I understand that the most profitable speed camera in NSW is the one on Spit Hill at Mosman positioned to catch outbound motorists coming down the hill towards the Spit Bridge. It’s on a 6 lane highway with only a single (seldom used) side street, and the only way of remaining below the designated speed limit is to keep your foot on the brake all the way down the hill. Local daily commuters know this and make sure their foot remains firmly on the brake, however the camera catches huge numbers of interstate and overseas visitors and day trippers from the western suburbs on their way for a picnic at the beach.

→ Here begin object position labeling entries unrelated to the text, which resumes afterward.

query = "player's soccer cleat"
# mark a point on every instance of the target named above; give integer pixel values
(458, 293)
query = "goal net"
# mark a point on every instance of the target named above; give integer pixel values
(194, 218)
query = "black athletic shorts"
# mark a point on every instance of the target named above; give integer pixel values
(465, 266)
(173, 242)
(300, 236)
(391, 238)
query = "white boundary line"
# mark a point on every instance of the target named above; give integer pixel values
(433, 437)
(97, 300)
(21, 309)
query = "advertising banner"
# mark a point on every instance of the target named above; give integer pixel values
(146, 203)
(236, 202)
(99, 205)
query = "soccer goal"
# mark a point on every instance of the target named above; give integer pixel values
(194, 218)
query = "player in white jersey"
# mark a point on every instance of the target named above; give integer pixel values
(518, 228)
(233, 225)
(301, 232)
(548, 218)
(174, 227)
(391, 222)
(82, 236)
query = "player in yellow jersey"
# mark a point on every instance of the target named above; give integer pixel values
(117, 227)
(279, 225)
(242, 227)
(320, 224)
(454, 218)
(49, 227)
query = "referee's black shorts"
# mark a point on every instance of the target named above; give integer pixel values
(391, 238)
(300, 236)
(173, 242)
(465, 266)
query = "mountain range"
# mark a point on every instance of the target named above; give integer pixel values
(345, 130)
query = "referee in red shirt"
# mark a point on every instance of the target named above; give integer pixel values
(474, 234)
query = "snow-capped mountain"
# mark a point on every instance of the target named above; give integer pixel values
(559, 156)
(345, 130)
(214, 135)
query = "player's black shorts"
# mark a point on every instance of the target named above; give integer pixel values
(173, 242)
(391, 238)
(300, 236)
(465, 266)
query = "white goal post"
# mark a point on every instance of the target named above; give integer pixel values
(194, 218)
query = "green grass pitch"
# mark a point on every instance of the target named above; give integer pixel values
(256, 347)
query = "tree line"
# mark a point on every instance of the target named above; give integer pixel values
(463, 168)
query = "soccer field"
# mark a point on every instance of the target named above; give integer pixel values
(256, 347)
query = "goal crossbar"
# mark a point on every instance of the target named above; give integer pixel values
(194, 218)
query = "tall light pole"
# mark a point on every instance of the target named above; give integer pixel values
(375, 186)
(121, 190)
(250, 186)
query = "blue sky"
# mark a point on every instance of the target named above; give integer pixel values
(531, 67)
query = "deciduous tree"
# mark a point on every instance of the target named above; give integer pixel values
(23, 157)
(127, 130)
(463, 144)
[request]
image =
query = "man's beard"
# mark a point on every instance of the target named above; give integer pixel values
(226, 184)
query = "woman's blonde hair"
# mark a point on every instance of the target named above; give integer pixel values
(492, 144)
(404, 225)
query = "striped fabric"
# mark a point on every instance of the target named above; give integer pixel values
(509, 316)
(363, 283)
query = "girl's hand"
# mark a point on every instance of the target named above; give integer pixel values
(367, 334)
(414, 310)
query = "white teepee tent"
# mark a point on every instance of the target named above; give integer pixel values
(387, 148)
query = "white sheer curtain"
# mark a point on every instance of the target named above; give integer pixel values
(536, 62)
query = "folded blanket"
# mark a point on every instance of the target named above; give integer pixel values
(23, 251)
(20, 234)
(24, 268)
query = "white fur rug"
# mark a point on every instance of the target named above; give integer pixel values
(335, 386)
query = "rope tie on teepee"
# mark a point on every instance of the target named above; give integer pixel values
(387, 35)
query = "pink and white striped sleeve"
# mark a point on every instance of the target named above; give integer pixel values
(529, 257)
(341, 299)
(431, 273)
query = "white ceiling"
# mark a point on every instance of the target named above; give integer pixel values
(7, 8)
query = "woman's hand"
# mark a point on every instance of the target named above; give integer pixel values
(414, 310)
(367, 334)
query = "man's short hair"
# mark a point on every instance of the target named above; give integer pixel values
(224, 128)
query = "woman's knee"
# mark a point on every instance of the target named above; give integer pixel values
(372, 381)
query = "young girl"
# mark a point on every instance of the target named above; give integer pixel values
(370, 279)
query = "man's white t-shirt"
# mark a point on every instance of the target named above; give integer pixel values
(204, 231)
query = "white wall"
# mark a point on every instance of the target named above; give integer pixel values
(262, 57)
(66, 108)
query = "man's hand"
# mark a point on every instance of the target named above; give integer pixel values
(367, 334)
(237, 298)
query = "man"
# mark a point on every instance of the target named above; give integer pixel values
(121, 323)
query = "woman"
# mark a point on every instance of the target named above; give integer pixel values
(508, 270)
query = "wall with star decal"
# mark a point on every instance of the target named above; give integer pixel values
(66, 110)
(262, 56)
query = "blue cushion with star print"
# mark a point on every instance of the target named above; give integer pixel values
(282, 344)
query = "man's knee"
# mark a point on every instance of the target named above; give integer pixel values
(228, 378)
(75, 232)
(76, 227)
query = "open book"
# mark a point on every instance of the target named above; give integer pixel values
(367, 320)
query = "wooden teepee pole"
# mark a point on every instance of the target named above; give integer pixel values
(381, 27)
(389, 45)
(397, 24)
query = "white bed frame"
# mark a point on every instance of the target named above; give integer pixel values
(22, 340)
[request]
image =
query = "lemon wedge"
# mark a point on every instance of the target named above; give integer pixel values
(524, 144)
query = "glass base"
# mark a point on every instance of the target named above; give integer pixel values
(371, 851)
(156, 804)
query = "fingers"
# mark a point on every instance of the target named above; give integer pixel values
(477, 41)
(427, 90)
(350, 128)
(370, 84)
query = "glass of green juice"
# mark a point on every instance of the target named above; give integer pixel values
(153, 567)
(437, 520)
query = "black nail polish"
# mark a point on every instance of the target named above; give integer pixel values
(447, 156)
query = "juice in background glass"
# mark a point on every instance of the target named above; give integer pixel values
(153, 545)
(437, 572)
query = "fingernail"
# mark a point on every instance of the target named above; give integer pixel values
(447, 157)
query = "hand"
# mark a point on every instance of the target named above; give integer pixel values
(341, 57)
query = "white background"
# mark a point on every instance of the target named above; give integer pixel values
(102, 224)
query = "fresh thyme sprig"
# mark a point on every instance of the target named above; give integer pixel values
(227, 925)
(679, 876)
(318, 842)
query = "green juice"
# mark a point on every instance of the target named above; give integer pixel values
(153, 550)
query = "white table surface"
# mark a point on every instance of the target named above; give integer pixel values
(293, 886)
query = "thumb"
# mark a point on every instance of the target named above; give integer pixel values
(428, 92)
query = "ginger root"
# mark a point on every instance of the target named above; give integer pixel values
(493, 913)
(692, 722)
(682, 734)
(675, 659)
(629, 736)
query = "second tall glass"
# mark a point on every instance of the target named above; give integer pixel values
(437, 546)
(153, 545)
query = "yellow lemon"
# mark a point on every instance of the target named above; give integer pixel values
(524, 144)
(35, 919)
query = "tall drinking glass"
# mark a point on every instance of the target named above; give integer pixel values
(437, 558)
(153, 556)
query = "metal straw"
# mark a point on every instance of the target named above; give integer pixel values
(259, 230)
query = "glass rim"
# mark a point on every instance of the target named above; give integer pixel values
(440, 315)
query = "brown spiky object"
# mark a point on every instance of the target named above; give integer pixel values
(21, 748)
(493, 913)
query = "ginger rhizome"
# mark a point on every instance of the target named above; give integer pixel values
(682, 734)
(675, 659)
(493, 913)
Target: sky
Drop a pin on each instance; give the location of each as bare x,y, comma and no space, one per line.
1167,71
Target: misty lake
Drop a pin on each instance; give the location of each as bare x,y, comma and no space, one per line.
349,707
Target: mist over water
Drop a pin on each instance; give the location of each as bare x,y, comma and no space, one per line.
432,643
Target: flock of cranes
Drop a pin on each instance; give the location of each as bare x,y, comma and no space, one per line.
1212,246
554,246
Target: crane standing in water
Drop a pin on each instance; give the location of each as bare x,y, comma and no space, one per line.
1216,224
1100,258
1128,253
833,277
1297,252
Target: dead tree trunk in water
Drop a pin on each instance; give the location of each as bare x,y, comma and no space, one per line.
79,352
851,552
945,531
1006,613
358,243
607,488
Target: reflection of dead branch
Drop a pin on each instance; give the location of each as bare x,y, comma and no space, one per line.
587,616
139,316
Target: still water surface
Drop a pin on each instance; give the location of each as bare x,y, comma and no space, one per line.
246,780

The Spit Hill camera serves a not dissimilar function to the surfie gangs of my youth, who sometimes congregated at Manly Wharf to make sport by bashing the shit out of “westies”, “trogs” and “parras” getting off the Manly Ferry. Quite a few of the more parochial northern beaches locals of today probably quite like the speed camera for a similar reason, but it doesn’t have anything at all to do with road safety.

Andy Heaton
Andy Heaton
2021 years ago

A key point in the death of David Hookes is the fact that he was actively pursued by Micevic, who had left his place of work with the intent of causing injury. Dave Ricardo has also remarked on this within this forum. Had this incident occurred on the pub premises it would be much harder to prove that David Hookes was murdered by Micevic.

If, for example, someone breaks into your house and they sustain injuries whilst you defend yourself, family and property; it is highly unlikely that they would be able to make a successful claim for damages. However, should you chase the burglar and inflict injury upon him some distance away from your home, he would have a strong claim for compensation.

Even if David Hookes had been causing trouble in the pub, he was well away from the premises when he was attacked. There is a strong argument that Micevic had left his place of work with the sole intention of harming David Hookes. It is difficult to avoid the conclusion that Micevic should be facing a charge of murder.